My husband is not a professional nutritionist.

Diet.

No, that wasn’t a command, it was just a noun. But what we eat is important. You know the drill, and don’t want to be lectured. 

But there is new science here. (Monty Python: “This new learning amazes me, Sir Bedevere. Explain again how sheep's bladders may be employed to prevent earthquakes.”) 

It’s not just about you. In your gut, and in you generally, is a whole ecosystem of ‘microbiota’, small living things, digesting and excreting and doing all kinds of fabulous chemistry. And it responds to what you eat. Some of these micro living things like some foods, and if those are provided, do better. Others like others. Small things in evolutionary competition with other small things. In your digestive tract is the whole of Charles Darwin, perhaps excepting the scratchy beard. 

Yes, I know that you’re going to have a glass of wine. My-oh-my, it’s needed. But just as the modern political fashion is all about ‘diversity’, the same is a good idea in your gut. Feed the herbivores things they like.  

Fresh, raw, whole foods, as close to nature as possible with lots of colors like orange (carrots and squash), red (berries and pomegranate), green (watercress, kale, broccoli). And good fats that come from fish and meats, nuts and seeds; protein; healthy carbohydrates from vegetables like potatoes and aubergines, and fruits like bananas and apples. Also, eating fermented foods like sauerkraut, kimchi, and kefir can boost your microbiome.

Needless to say, my husband’s take was slightly different, even if comes close to the same conclusion.

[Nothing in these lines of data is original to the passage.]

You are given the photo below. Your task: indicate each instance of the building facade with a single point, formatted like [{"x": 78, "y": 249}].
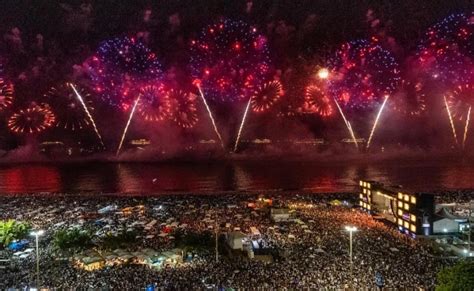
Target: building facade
[{"x": 412, "y": 213}]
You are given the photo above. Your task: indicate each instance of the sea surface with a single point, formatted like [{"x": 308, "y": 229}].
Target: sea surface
[{"x": 225, "y": 176}]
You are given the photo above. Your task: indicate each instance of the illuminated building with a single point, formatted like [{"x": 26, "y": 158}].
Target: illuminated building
[{"x": 412, "y": 213}]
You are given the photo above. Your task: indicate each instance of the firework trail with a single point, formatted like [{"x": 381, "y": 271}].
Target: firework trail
[
  {"x": 348, "y": 124},
  {"x": 466, "y": 127},
  {"x": 376, "y": 121},
  {"x": 79, "y": 97},
  {"x": 126, "y": 126},
  {"x": 210, "y": 115},
  {"x": 451, "y": 120},
  {"x": 242, "y": 125}
]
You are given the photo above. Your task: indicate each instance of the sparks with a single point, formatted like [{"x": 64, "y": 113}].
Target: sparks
[
  {"x": 466, "y": 127},
  {"x": 451, "y": 120},
  {"x": 242, "y": 125},
  {"x": 126, "y": 126},
  {"x": 210, "y": 115},
  {"x": 376, "y": 122},
  {"x": 79, "y": 97},
  {"x": 348, "y": 124}
]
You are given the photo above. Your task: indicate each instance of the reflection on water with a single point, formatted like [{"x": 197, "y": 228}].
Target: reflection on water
[{"x": 152, "y": 178}]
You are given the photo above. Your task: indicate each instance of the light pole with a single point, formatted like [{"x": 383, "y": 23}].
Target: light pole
[
  {"x": 351, "y": 229},
  {"x": 37, "y": 234}
]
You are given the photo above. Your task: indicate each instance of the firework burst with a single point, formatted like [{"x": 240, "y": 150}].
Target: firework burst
[
  {"x": 184, "y": 111},
  {"x": 118, "y": 65},
  {"x": 362, "y": 73},
  {"x": 230, "y": 59},
  {"x": 459, "y": 100},
  {"x": 154, "y": 103},
  {"x": 446, "y": 52},
  {"x": 410, "y": 99},
  {"x": 317, "y": 101},
  {"x": 266, "y": 96},
  {"x": 6, "y": 94},
  {"x": 34, "y": 119},
  {"x": 69, "y": 112}
]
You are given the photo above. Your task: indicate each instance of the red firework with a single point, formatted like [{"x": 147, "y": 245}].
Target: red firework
[
  {"x": 410, "y": 99},
  {"x": 317, "y": 101},
  {"x": 33, "y": 119},
  {"x": 6, "y": 94},
  {"x": 154, "y": 104},
  {"x": 460, "y": 100},
  {"x": 266, "y": 96},
  {"x": 184, "y": 111}
]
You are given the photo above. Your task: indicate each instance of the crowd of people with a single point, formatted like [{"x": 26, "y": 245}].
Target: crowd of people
[{"x": 312, "y": 247}]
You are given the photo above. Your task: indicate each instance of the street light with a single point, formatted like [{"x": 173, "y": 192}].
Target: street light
[
  {"x": 350, "y": 229},
  {"x": 36, "y": 234}
]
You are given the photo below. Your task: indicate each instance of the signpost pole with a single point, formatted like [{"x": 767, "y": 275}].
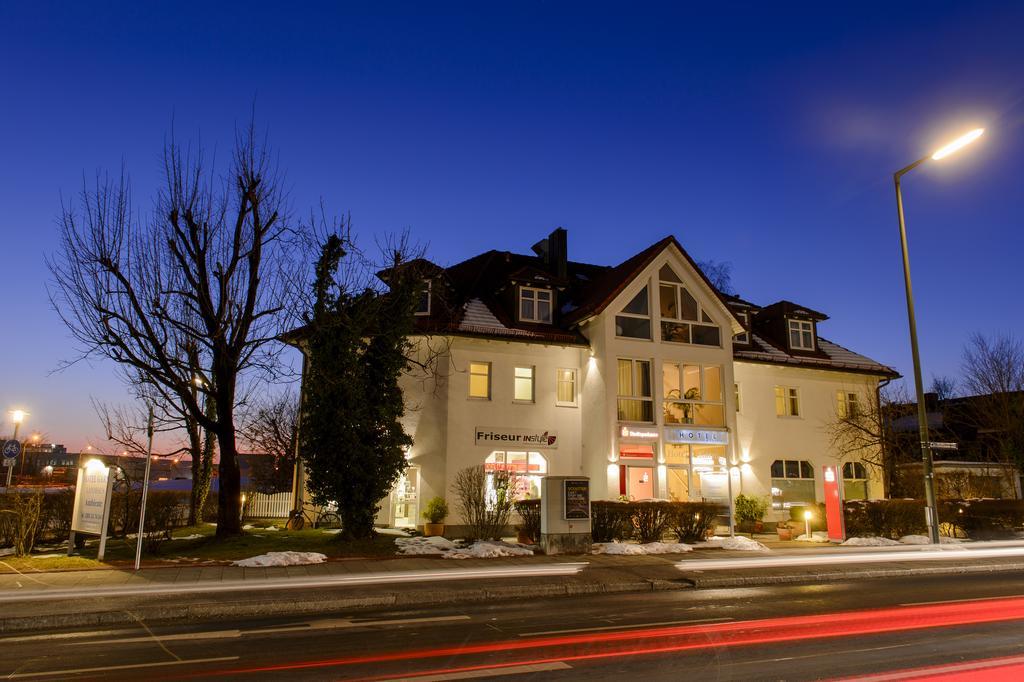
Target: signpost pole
[{"x": 145, "y": 492}]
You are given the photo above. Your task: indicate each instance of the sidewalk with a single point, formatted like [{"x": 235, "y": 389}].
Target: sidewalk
[{"x": 40, "y": 600}]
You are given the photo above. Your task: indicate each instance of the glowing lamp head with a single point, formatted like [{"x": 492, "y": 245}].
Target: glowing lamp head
[{"x": 957, "y": 143}]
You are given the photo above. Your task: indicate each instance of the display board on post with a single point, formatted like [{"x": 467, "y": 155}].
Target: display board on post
[{"x": 91, "y": 511}]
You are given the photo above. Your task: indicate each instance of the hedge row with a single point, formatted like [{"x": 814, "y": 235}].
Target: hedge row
[
  {"x": 977, "y": 519},
  {"x": 649, "y": 521}
]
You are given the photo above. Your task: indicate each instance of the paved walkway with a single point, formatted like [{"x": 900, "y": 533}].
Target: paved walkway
[{"x": 38, "y": 600}]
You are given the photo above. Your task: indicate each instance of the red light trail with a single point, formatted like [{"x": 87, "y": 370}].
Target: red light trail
[{"x": 683, "y": 638}]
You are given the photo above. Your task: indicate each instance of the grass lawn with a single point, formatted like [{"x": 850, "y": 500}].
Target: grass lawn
[{"x": 198, "y": 544}]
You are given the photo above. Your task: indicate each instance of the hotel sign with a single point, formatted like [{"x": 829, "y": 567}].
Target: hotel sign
[
  {"x": 698, "y": 436},
  {"x": 485, "y": 435}
]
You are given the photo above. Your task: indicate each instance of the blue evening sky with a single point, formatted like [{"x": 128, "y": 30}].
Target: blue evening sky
[{"x": 761, "y": 135}]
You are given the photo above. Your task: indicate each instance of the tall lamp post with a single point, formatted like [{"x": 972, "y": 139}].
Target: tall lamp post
[
  {"x": 16, "y": 416},
  {"x": 926, "y": 448}
]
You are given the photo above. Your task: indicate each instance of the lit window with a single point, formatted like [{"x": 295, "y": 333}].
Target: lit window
[
  {"x": 683, "y": 321},
  {"x": 854, "y": 480},
  {"x": 535, "y": 305},
  {"x": 634, "y": 322},
  {"x": 565, "y": 387},
  {"x": 523, "y": 384},
  {"x": 526, "y": 469},
  {"x": 692, "y": 394},
  {"x": 792, "y": 483},
  {"x": 479, "y": 380},
  {"x": 636, "y": 401},
  {"x": 801, "y": 335},
  {"x": 846, "y": 405},
  {"x": 786, "y": 401},
  {"x": 423, "y": 302}
]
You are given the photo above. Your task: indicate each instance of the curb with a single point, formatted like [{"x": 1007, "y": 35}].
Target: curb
[
  {"x": 702, "y": 582},
  {"x": 318, "y": 606}
]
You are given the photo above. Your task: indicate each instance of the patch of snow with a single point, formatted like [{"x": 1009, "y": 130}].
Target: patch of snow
[
  {"x": 487, "y": 550},
  {"x": 392, "y": 531},
  {"x": 281, "y": 559},
  {"x": 925, "y": 540},
  {"x": 869, "y": 542},
  {"x": 649, "y": 548},
  {"x": 739, "y": 543}
]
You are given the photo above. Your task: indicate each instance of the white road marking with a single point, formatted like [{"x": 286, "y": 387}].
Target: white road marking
[
  {"x": 328, "y": 624},
  {"x": 623, "y": 627},
  {"x": 284, "y": 583},
  {"x": 104, "y": 669},
  {"x": 486, "y": 672}
]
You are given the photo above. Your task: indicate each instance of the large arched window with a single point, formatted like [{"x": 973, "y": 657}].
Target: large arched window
[{"x": 528, "y": 467}]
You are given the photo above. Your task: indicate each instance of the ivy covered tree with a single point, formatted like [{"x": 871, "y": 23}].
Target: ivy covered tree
[{"x": 356, "y": 346}]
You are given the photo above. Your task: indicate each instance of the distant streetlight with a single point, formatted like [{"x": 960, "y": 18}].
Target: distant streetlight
[{"x": 926, "y": 450}]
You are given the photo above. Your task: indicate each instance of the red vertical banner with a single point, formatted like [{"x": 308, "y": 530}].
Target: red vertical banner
[{"x": 834, "y": 503}]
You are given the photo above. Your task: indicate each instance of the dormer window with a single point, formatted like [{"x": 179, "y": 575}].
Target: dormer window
[
  {"x": 801, "y": 335},
  {"x": 423, "y": 302},
  {"x": 742, "y": 337},
  {"x": 535, "y": 305}
]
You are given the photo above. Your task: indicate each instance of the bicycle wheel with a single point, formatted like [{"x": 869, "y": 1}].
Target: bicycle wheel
[
  {"x": 296, "y": 521},
  {"x": 328, "y": 520}
]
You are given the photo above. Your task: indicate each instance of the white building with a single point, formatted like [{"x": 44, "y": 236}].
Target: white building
[{"x": 640, "y": 376}]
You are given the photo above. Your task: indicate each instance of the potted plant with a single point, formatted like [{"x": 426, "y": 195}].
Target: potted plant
[
  {"x": 750, "y": 512},
  {"x": 434, "y": 516}
]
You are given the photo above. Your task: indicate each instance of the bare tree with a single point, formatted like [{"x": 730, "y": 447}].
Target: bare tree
[
  {"x": 198, "y": 282},
  {"x": 719, "y": 273},
  {"x": 271, "y": 428},
  {"x": 993, "y": 373},
  {"x": 869, "y": 433}
]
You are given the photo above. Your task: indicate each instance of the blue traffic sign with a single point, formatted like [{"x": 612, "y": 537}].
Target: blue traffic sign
[{"x": 11, "y": 449}]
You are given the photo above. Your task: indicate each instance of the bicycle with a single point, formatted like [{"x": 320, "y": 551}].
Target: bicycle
[{"x": 317, "y": 517}]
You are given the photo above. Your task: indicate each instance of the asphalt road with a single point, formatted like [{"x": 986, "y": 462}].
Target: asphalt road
[{"x": 772, "y": 633}]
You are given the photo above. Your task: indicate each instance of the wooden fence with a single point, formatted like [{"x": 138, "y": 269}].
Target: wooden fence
[{"x": 259, "y": 505}]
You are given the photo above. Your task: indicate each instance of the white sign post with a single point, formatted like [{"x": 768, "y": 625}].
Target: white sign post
[{"x": 92, "y": 504}]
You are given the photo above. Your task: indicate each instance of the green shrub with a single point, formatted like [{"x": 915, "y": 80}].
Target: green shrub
[
  {"x": 609, "y": 520},
  {"x": 529, "y": 512},
  {"x": 690, "y": 521},
  {"x": 750, "y": 510},
  {"x": 649, "y": 519},
  {"x": 436, "y": 510},
  {"x": 885, "y": 518}
]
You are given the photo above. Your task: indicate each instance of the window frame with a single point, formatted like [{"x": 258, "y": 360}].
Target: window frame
[
  {"x": 426, "y": 313},
  {"x": 790, "y": 393},
  {"x": 532, "y": 383},
  {"x": 847, "y": 405},
  {"x": 574, "y": 374},
  {"x": 800, "y": 330},
  {"x": 702, "y": 317},
  {"x": 537, "y": 304},
  {"x": 702, "y": 389},
  {"x": 488, "y": 375},
  {"x": 634, "y": 394}
]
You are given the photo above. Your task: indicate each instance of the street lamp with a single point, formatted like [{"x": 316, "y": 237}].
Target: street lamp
[{"x": 926, "y": 450}]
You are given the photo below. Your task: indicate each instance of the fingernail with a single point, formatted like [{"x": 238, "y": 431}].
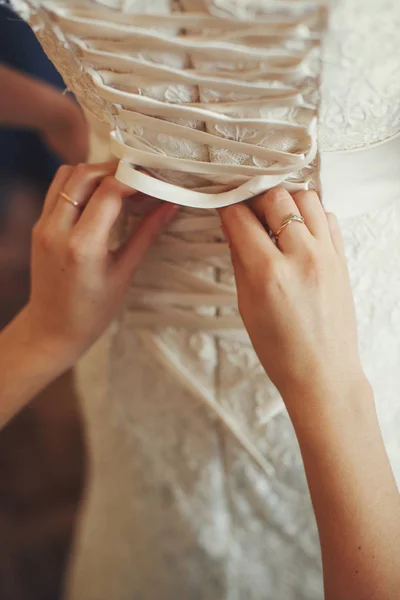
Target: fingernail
[{"x": 169, "y": 210}]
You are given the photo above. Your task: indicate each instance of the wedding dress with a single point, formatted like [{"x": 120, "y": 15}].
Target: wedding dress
[{"x": 196, "y": 487}]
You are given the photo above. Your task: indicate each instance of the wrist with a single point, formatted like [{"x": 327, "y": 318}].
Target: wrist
[
  {"x": 327, "y": 401},
  {"x": 50, "y": 354}
]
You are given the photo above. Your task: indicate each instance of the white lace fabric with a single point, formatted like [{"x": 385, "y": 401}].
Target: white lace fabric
[
  {"x": 224, "y": 106},
  {"x": 178, "y": 506}
]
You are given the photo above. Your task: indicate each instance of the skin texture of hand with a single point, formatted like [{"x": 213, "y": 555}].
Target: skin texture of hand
[
  {"x": 296, "y": 303},
  {"x": 77, "y": 283},
  {"x": 295, "y": 300}
]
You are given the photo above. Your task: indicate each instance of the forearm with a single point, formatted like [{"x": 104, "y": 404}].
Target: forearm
[
  {"x": 25, "y": 367},
  {"x": 354, "y": 494}
]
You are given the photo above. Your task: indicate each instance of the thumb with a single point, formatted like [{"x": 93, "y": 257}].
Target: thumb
[{"x": 133, "y": 252}]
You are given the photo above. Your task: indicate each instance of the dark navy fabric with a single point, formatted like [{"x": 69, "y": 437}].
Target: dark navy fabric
[{"x": 23, "y": 156}]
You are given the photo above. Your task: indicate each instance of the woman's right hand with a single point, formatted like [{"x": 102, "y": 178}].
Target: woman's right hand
[
  {"x": 295, "y": 298},
  {"x": 77, "y": 283}
]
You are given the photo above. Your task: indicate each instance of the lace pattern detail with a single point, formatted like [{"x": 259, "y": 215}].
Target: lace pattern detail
[{"x": 361, "y": 75}]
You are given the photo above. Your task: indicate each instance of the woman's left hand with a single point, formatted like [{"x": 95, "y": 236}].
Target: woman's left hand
[{"x": 77, "y": 283}]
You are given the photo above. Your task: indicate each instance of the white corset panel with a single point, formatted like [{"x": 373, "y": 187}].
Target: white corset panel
[{"x": 197, "y": 490}]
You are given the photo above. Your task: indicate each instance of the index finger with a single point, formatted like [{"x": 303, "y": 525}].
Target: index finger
[{"x": 247, "y": 236}]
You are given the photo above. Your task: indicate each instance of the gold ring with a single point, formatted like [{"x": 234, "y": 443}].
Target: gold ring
[
  {"x": 69, "y": 199},
  {"x": 287, "y": 220}
]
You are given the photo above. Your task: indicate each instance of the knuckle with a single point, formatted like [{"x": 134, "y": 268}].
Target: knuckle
[
  {"x": 83, "y": 170},
  {"x": 109, "y": 183},
  {"x": 45, "y": 238},
  {"x": 277, "y": 195},
  {"x": 306, "y": 196},
  {"x": 332, "y": 220},
  {"x": 77, "y": 249},
  {"x": 63, "y": 170}
]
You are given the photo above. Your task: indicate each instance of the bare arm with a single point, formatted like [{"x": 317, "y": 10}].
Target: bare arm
[
  {"x": 77, "y": 284},
  {"x": 297, "y": 306}
]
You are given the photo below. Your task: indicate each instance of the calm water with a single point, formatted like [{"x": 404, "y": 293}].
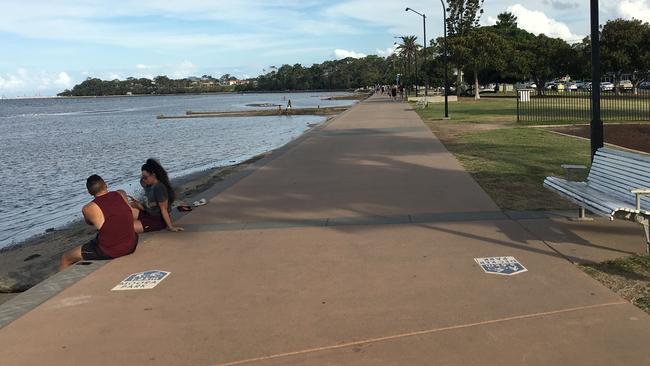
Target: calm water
[{"x": 50, "y": 146}]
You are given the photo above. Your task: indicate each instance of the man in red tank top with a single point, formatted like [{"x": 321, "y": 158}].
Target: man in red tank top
[{"x": 111, "y": 214}]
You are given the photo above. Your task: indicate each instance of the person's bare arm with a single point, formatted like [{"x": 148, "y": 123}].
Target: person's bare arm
[
  {"x": 124, "y": 196},
  {"x": 163, "y": 211},
  {"x": 93, "y": 215}
]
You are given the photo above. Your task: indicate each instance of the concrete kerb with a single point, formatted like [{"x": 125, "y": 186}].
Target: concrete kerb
[{"x": 30, "y": 299}]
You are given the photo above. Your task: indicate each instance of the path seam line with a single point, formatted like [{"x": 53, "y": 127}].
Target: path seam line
[{"x": 417, "y": 333}]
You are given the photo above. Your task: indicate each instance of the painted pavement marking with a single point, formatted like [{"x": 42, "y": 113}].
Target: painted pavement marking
[
  {"x": 507, "y": 266},
  {"x": 142, "y": 280}
]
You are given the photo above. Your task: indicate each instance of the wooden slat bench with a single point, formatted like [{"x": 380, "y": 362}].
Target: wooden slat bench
[{"x": 618, "y": 186}]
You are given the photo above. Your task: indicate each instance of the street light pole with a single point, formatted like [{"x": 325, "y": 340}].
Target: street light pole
[
  {"x": 596, "y": 133},
  {"x": 444, "y": 24},
  {"x": 424, "y": 47}
]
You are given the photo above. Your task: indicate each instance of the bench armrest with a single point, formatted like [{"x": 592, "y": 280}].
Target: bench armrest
[
  {"x": 640, "y": 192},
  {"x": 568, "y": 168}
]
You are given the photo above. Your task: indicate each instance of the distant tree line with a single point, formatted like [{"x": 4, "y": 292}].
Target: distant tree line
[
  {"x": 159, "y": 85},
  {"x": 502, "y": 53}
]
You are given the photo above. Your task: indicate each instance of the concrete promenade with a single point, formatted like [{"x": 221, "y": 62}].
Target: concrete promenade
[{"x": 354, "y": 246}]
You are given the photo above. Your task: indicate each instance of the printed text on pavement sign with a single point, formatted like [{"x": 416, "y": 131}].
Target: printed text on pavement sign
[
  {"x": 507, "y": 266},
  {"x": 142, "y": 280}
]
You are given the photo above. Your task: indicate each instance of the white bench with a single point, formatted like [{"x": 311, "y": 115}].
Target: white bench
[{"x": 618, "y": 186}]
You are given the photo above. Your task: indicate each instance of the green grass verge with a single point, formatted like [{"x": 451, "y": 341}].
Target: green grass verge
[
  {"x": 511, "y": 164},
  {"x": 468, "y": 110}
]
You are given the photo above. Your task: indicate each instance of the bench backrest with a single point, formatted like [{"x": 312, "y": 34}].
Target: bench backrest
[{"x": 617, "y": 172}]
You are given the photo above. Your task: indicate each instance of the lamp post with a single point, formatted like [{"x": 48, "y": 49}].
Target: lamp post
[
  {"x": 444, "y": 24},
  {"x": 596, "y": 132},
  {"x": 404, "y": 68},
  {"x": 426, "y": 79}
]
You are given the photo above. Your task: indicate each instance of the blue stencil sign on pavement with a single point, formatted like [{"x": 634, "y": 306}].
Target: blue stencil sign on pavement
[
  {"x": 142, "y": 280},
  {"x": 507, "y": 266}
]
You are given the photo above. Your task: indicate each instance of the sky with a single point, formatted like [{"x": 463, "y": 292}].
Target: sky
[{"x": 48, "y": 46}]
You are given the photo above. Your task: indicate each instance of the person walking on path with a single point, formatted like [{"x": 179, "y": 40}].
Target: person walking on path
[
  {"x": 153, "y": 215},
  {"x": 111, "y": 215}
]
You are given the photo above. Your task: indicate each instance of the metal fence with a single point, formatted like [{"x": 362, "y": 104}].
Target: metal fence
[{"x": 575, "y": 106}]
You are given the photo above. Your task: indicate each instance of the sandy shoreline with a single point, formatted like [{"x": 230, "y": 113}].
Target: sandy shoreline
[
  {"x": 27, "y": 263},
  {"x": 30, "y": 262}
]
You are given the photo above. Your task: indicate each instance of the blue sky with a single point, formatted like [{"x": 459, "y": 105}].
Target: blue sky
[{"x": 48, "y": 45}]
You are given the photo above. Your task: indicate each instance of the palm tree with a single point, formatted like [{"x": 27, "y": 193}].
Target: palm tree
[{"x": 409, "y": 49}]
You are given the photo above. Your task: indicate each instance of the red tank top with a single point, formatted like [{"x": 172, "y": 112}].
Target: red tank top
[{"x": 116, "y": 236}]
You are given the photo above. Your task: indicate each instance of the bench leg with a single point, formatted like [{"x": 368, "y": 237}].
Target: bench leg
[
  {"x": 645, "y": 221},
  {"x": 582, "y": 215}
]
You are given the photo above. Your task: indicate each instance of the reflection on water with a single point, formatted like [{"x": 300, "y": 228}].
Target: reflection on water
[{"x": 50, "y": 146}]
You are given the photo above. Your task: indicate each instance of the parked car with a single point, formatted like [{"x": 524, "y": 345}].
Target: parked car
[
  {"x": 606, "y": 86},
  {"x": 626, "y": 85}
]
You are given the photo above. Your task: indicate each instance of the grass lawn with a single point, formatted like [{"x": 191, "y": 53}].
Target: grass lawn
[
  {"x": 510, "y": 162},
  {"x": 468, "y": 110}
]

The basic science is easy: green leaves are poisonous. Nasty dangerous toxic things. If they weren’t grandfathered in by antiquity, they’d be banned. But they’re here, and we have to deal. There is real danger: you could be eating out, at a romantic restaurant (female box ticked) with a good wine list (you know). And you are at risk of dying. If the sous chef, seeking 15 minutes of fame, decides to assassinate you by sneaking leaves into your food, you are toast. Toast with kale on top.

Vegetable assassination: is that really how you want to die?

So you must build your immunity to these toxins, such that your body can last as long as it takes an ambulance to drive to a stomach pump. You must build your immunity! That means some leaves, but in small controlled doses, not enough to do harm, but enough to train the T-killer cells to do their work.

There are two particularly safe ways to train your system not to be killed by leaves.

You could eat pea soup. (They might not look it, but peas are actually small leaves rolled up very tightly.) Don’t have too much pea soup. And help the body cope by adding double-cream to the soup. Plus beer before the soup (the correct quantity being about 3% of body weight) can prime the system to be more receptive to this immunological learning.

The alternative training uses a variant of Caesar Salad: twice the sauce and half the leaves. Again, priming is good, though before Caesar Salad it should be with gin and tonic. Perhaps two. Perhaps a family size G&T.

My husband is not a professional nutritionist.